Makes us feel humbler, when we’re, in the presence of these, huge, magnificent creatures, doesn’t it??? Translated…
I’d been, intrigued by the Southern Right Whale, with the odd shaped head and the odd shaped lip line, with the lower jaw resembling that of a coffee bean scoop, plus the upper jaw that closed completely, it’d become, one of the species I feel compelled, to see. They had been spotted, in the various locations of the Southern Hemisphere, like Australia, New Zealand, South Africa, and Argentina too, but, it’s, quite complicated, to want to dive down, to film these magnificent creatures.
like this??? Photo from online…
In order to chase them, I’d started this journey to Patagonia which had kept my fancies for many years on end, and, by the peninsula of Argentina, I watched the southern ridgeback whales, blowing out water out of their blowholes. But, there came two challenges, for actually, diving down: the visibility of the oceans was low, and there was the issue of the low water temperature too.
To get more insulation of heat, the clothes are usually very fitted, and so, every time before I dove, I’d needed to spend about a dozen minutes, to stuff myself like a sausage, into my diving outfit. Wearing this sort of clothing, you can only imagine how hard it must be, to turn my head around, to raise my arms up, and because it contained a certain level of buoyancy too, I’d needed to add another nine kilograms of extra weight on me, in order to dive down successfully.
And what of afterwards, after the film’s been shot, and I’d returned back onto the boat?
Naturally, I can only, sit, in all my wetness, to wait for my next opportunity to dive in again, or maybe, with my extended lenses, zooming in, on the various behaviors of the various large size mammals that surfaced.
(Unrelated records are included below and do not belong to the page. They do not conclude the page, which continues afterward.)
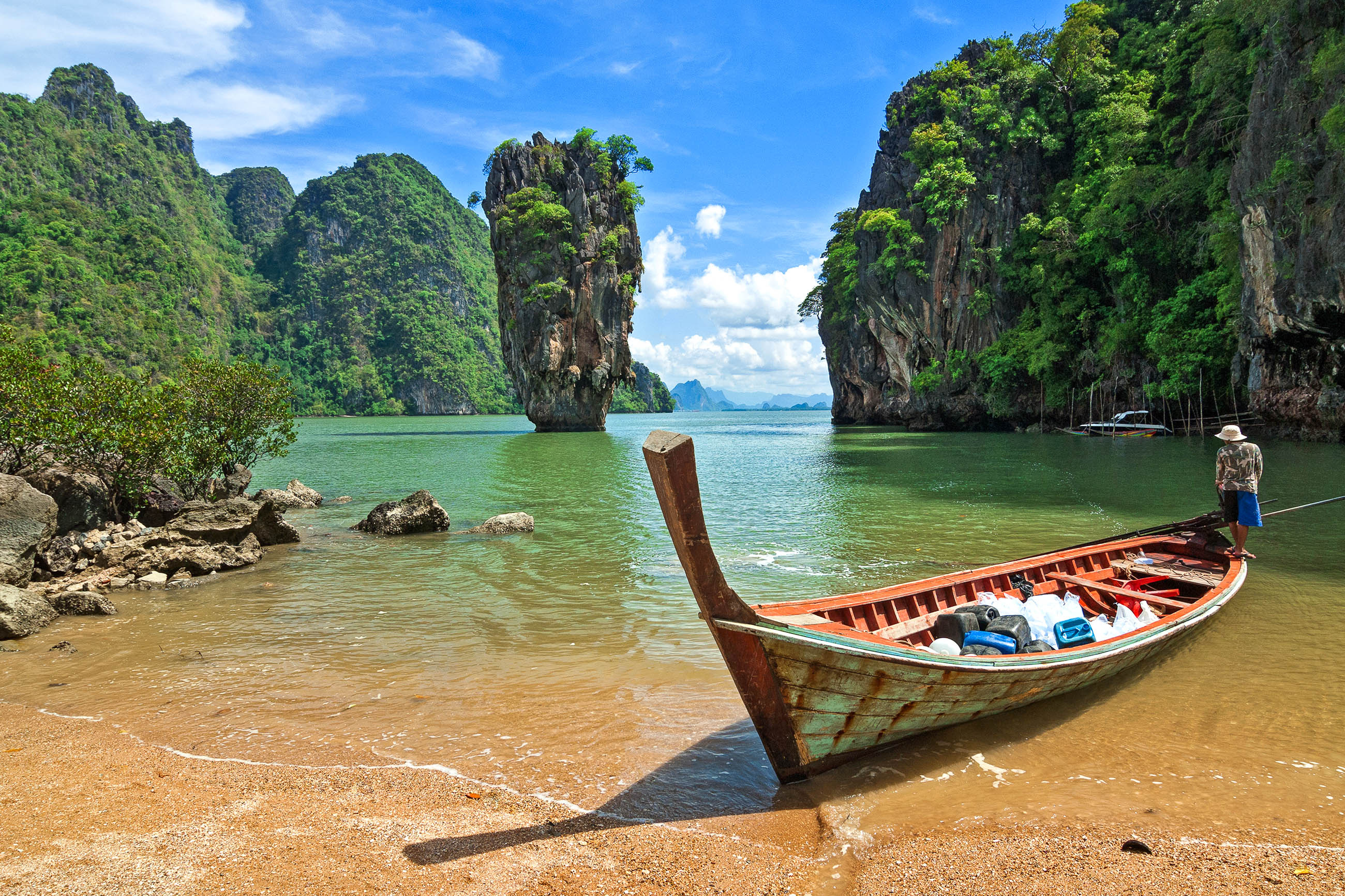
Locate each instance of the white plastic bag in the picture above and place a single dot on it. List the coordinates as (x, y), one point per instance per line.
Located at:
(1102, 629)
(1043, 612)
(1070, 608)
(1125, 622)
(1146, 616)
(947, 647)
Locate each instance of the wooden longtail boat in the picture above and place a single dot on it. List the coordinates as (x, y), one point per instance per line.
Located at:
(833, 679)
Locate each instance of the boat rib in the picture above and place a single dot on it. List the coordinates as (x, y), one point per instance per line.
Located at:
(833, 679)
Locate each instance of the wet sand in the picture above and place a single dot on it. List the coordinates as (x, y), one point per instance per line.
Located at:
(88, 808)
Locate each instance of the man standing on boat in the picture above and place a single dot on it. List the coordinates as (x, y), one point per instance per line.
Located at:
(1238, 469)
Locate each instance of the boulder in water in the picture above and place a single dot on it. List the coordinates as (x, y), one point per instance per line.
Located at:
(22, 612)
(308, 496)
(27, 524)
(417, 512)
(503, 524)
(82, 603)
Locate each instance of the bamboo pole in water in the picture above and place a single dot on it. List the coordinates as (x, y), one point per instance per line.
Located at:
(1202, 402)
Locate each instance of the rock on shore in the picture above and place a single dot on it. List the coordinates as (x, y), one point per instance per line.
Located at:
(295, 496)
(22, 612)
(417, 512)
(27, 524)
(503, 524)
(81, 499)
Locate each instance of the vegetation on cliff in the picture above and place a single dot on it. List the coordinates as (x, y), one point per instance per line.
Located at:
(568, 266)
(113, 241)
(646, 396)
(371, 292)
(384, 297)
(1121, 127)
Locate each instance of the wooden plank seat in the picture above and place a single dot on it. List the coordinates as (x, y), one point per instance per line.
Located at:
(1110, 589)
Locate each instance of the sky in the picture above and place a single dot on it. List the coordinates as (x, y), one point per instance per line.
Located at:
(761, 120)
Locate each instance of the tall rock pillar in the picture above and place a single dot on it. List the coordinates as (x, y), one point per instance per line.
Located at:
(568, 262)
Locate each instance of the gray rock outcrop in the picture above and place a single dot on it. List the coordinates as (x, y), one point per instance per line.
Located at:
(81, 499)
(27, 524)
(417, 512)
(233, 485)
(1289, 190)
(943, 295)
(81, 603)
(295, 496)
(568, 264)
(503, 524)
(230, 522)
(22, 612)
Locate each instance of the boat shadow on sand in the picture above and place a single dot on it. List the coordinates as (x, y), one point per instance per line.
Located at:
(727, 774)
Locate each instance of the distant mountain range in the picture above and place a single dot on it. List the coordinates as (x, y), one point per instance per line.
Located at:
(694, 397)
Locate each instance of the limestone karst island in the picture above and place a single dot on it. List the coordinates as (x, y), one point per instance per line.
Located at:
(747, 449)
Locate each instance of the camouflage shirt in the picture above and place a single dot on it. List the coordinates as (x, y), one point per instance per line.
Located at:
(1238, 466)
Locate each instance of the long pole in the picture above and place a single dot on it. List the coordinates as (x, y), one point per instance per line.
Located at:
(1304, 506)
(1203, 402)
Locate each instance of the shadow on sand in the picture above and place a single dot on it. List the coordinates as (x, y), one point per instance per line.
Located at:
(727, 774)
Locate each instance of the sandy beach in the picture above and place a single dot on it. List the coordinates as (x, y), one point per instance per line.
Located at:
(93, 809)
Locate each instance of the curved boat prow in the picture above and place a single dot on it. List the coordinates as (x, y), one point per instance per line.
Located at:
(671, 461)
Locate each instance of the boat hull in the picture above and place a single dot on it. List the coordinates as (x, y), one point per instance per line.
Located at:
(830, 680)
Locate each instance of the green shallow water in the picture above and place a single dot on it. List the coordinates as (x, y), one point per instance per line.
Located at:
(571, 661)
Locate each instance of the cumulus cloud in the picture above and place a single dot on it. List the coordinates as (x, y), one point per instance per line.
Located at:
(162, 53)
(759, 342)
(709, 221)
(658, 285)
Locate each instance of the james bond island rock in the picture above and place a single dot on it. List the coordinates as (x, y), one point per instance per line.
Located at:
(417, 512)
(1289, 191)
(568, 265)
(1141, 207)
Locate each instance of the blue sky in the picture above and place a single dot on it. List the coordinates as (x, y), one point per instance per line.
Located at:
(761, 120)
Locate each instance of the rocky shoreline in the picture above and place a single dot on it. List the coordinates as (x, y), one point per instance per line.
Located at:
(49, 570)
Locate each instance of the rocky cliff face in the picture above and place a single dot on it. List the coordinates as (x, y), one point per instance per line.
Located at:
(259, 201)
(1289, 191)
(385, 299)
(927, 277)
(568, 265)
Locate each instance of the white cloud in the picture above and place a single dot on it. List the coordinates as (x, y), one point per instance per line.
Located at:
(711, 219)
(159, 52)
(657, 285)
(240, 111)
(759, 342)
(931, 15)
(755, 300)
(460, 57)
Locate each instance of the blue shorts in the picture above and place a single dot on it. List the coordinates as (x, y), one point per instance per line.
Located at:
(1242, 508)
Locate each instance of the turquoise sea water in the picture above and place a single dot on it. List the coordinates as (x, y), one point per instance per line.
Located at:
(571, 661)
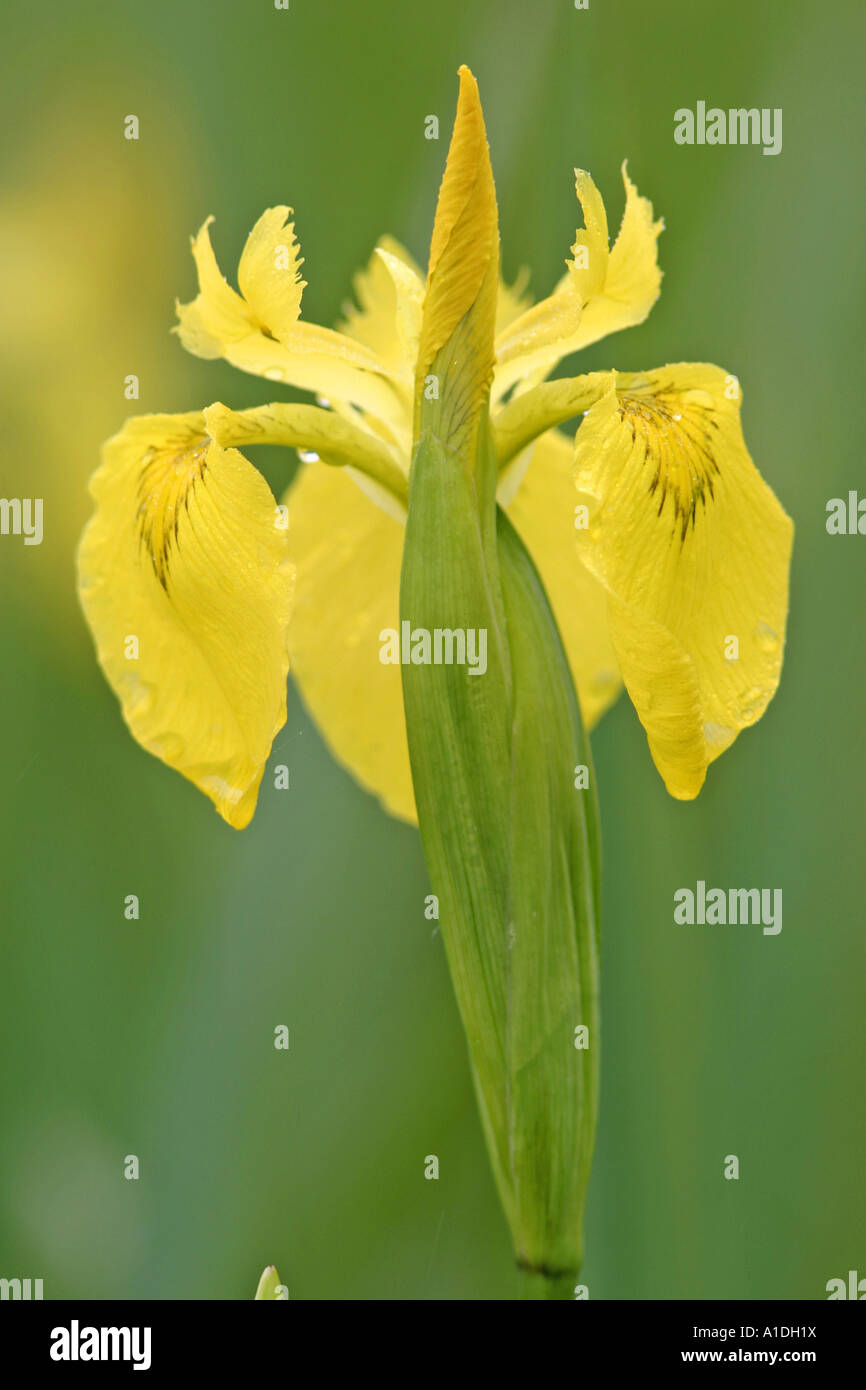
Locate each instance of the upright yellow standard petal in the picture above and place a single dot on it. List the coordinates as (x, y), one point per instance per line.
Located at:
(463, 274)
(601, 292)
(270, 273)
(389, 296)
(262, 332)
(186, 585)
(694, 551)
Argentina is located on the upper latitudes, after the sun rose up at around six, seven in the morn, it’d not gone down until seven, or eight in the evenings, plus it’s the start of spring, the end of winter, during the daytime, the temperature was only fifteen degrees Celsius, but thankfully, my warm clothes were enough, my snot kept rolling from my nose, waiting for the sun to go down, to film that dying light. The temperatures dropped off sharply, the wetness, the cold hit me from outside, and I’d also, needed to cope with the elasticity of the clothes I had on, keeping that camera raise over my shoulders at all time. And, as we’d finally gone back to land, we’d shaken, shaken, shaken our bodies, with our arms, disconnected, it seemed, from our bodies.
the picture taken by the writer of this article, photo courtesy of UDN.com…
And, low visibility was another problem for us. As we can only see about five meters, or even worse, we’re faced with these huge whales of seventeen, eighteen hundred meters in lengths, their bodies would block our views like that huge wall. And naturally, they were, swimming very slowly before us, but, I’d still felt so tense, worried about my safety.
And because of all of that, the babies are easier to film than the adults, the smaller bodies fitted in with our cameras, unlike how we were only able to film partials of the adults’ figures.
The very first time I’d encountered a southern humpback, I’d naturally borrowed my former experiences of filming another species of whale, wanted to locate the female, then, see how she’d reacted to me, the assess how I shall, film. But, these huge whale moms are usually, very slow, as their babies swam too far off in play, they’re still, standing still, unlike how the humpback whales that would follow closely next to their young—and this may have to do with the dangers in the immediate environment.
Anyways, the low temperature, the heavy equipment, heavy gears, low visibility, working long hours on the seas, had turned this trip very hard for me and my crew!
And so, this is how this man, brings environmental awareness to the world, by filming one of the world’s most magnificent mammals, and filming these wildlife is normally difficult, because there are so many things you can’t control out into the waters, and, all you can do, is to allow nature and life to take its course, and you are only, drifting along the currents and the tides in the midst of it.